What it does TokenFlow takes a source video and a text prompt, then re-renders the video to match the prompt while keeping the original layout and motion intact. It rides on top of existing image editing tools—Plug-and-Play, ControlNet, SDEdit—rather than replacing them. No training, no fine-tuning.
The interesting bit The trick is enforcing consistency in the diffusion model’s feature space, not in pixel space.
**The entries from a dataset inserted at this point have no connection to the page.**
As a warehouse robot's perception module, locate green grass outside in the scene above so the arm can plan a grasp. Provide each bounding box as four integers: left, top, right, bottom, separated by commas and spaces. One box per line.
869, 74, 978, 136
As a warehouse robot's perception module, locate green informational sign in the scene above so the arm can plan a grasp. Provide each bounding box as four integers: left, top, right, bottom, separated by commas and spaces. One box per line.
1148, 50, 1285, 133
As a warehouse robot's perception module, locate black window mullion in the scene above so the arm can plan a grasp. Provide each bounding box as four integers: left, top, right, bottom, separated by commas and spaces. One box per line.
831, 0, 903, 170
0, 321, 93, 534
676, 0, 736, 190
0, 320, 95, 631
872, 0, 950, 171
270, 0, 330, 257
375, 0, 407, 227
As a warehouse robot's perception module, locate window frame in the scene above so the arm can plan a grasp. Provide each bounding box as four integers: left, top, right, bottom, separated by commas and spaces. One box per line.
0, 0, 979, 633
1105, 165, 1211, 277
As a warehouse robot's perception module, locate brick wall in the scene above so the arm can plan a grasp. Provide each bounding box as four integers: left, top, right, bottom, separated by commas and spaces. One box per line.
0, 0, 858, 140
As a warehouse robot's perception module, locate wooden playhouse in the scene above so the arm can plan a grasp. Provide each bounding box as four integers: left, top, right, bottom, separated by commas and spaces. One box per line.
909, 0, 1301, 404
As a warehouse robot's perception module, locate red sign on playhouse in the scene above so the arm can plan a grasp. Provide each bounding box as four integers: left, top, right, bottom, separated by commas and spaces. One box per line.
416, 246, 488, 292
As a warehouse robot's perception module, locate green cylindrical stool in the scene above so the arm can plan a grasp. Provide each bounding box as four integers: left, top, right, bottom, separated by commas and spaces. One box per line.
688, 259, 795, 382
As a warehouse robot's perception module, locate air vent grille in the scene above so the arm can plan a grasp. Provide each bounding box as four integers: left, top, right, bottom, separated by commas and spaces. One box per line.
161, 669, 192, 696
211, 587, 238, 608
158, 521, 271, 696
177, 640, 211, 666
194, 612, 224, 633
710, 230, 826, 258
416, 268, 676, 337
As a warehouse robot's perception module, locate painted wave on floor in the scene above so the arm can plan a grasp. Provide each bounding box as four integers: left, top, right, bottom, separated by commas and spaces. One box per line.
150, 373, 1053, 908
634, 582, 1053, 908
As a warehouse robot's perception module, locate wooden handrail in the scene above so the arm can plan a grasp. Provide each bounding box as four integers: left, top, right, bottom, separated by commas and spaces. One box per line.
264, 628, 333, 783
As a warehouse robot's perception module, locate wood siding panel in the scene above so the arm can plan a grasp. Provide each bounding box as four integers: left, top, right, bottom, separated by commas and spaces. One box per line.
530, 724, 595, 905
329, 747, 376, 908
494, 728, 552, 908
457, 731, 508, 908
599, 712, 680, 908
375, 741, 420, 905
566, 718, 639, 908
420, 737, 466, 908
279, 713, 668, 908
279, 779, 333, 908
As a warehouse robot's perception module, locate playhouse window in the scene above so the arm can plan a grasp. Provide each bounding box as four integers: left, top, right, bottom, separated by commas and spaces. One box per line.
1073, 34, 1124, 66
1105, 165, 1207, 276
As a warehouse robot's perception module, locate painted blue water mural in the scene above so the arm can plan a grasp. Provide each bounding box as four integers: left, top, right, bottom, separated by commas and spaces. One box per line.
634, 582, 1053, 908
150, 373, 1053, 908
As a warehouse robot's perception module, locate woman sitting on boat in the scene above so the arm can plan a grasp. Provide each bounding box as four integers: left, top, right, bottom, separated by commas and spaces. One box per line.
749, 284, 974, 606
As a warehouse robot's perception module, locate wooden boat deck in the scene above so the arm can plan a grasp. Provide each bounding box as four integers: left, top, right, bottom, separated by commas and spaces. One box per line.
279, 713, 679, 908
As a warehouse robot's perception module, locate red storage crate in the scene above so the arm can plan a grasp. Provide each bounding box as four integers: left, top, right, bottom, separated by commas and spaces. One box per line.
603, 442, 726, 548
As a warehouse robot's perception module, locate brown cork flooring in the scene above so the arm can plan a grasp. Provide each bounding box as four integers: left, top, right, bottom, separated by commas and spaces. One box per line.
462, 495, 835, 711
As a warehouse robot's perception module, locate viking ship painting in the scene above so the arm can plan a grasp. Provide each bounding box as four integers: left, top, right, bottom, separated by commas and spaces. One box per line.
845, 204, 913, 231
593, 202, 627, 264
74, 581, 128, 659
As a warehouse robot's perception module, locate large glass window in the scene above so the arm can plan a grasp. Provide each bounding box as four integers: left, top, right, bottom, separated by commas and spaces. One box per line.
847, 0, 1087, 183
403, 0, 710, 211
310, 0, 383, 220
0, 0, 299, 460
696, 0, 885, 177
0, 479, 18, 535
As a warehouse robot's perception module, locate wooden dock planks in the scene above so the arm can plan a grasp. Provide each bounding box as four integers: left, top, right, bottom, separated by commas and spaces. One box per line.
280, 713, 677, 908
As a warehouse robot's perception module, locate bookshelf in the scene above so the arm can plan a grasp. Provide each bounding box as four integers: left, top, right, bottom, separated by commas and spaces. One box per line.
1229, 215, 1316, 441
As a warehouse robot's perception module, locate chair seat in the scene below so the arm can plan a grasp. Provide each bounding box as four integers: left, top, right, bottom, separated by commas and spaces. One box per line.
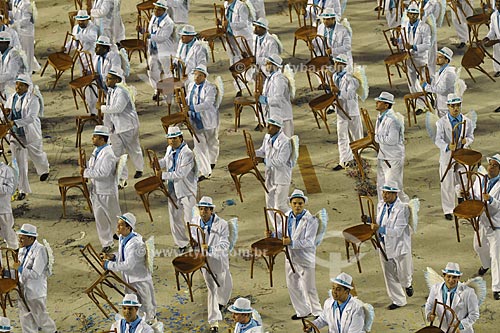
453, 200, 484, 219
342, 223, 373, 243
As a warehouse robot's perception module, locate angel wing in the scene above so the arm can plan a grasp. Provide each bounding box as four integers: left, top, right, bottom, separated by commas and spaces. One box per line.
408, 198, 420, 232
145, 236, 155, 274
424, 267, 444, 290
228, 217, 238, 251
352, 65, 370, 102
214, 76, 224, 109
314, 208, 328, 246
43, 239, 55, 276
464, 276, 486, 305
425, 112, 439, 143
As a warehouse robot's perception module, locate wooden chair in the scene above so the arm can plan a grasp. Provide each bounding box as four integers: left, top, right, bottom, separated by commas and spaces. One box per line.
40, 32, 76, 90
250, 207, 295, 287
134, 149, 177, 222
227, 130, 269, 202
415, 299, 460, 333
384, 27, 414, 88
342, 195, 387, 273
172, 222, 220, 302
349, 108, 379, 179
80, 243, 137, 318
0, 247, 29, 317
199, 3, 227, 62
57, 147, 92, 217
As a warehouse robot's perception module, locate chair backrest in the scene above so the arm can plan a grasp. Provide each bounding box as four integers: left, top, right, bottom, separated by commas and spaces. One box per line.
358, 195, 377, 224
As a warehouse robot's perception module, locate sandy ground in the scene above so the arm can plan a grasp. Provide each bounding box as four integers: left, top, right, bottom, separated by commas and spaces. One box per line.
3, 0, 500, 333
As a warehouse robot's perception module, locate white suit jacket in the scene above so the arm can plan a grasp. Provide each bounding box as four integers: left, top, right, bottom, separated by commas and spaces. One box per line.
375, 109, 405, 160
83, 145, 118, 195
425, 282, 479, 333
255, 130, 292, 185
377, 198, 411, 259
186, 80, 219, 129
313, 296, 365, 333
159, 144, 198, 199
101, 84, 139, 134
425, 65, 457, 110
17, 240, 49, 299
148, 14, 175, 57
0, 162, 15, 214
107, 232, 152, 283
434, 114, 474, 165
262, 70, 293, 120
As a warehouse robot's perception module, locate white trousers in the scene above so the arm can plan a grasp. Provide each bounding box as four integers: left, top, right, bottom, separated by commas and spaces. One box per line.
202, 257, 233, 325
90, 191, 121, 247
168, 192, 196, 248
17, 296, 57, 333
193, 128, 219, 177
125, 280, 156, 322
285, 258, 322, 317
439, 163, 467, 214
0, 213, 19, 249
379, 251, 413, 306
337, 111, 363, 164
10, 138, 49, 193
377, 159, 410, 203
474, 226, 500, 292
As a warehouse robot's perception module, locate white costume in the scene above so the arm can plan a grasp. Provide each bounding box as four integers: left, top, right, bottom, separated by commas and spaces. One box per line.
5, 85, 49, 193
377, 197, 413, 306
186, 80, 219, 176
425, 282, 479, 333
105, 231, 156, 320
313, 295, 365, 333
83, 144, 121, 248
90, 0, 125, 43
18, 240, 57, 333
0, 162, 18, 249
101, 83, 144, 178
160, 141, 198, 248
255, 129, 292, 212
434, 114, 474, 214
191, 213, 233, 325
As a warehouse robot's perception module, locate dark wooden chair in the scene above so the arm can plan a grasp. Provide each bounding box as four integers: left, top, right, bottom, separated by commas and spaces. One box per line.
172, 222, 219, 302
227, 130, 268, 202
57, 147, 92, 217
250, 207, 295, 287
342, 195, 387, 273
The authors propagate diffusion features across frames using correspondences the model already computes, which is the kind of “use what’s already there” move that saves months of GPU time.
Key highlights
- Built on Stable Diffusion; works with SD 1.x/2.x pipelines
- Preprocessing inverts the video to latent space; editing runs through YAML configs
- Supports structure-preserving edits: texture swaps, scene augmentations, semi-transparent effects
- ICLR 2024; Hugging Face demo available
- ~1.7k stars, active enough to have caught researcher attention
Caveats
- Requires a “good reconstruction” in preprocessing or editing fails; the README is vague on what “good” means quantitatively
- LDM decoder can introduce frame jitter, especially on certain source videos
- Only structure-preserving edits; don’t expect full object replacement or motion changes
- The “more information on arguments” link in preprocessing is a dead reference (“found here” with no URL)
Verdict Worth a look if you’re already doing diffusion-based image editing and need to batch it across video frames without retraining. Skip if you need heavy motion editing or can’t tolerate occasional decoder artifacts.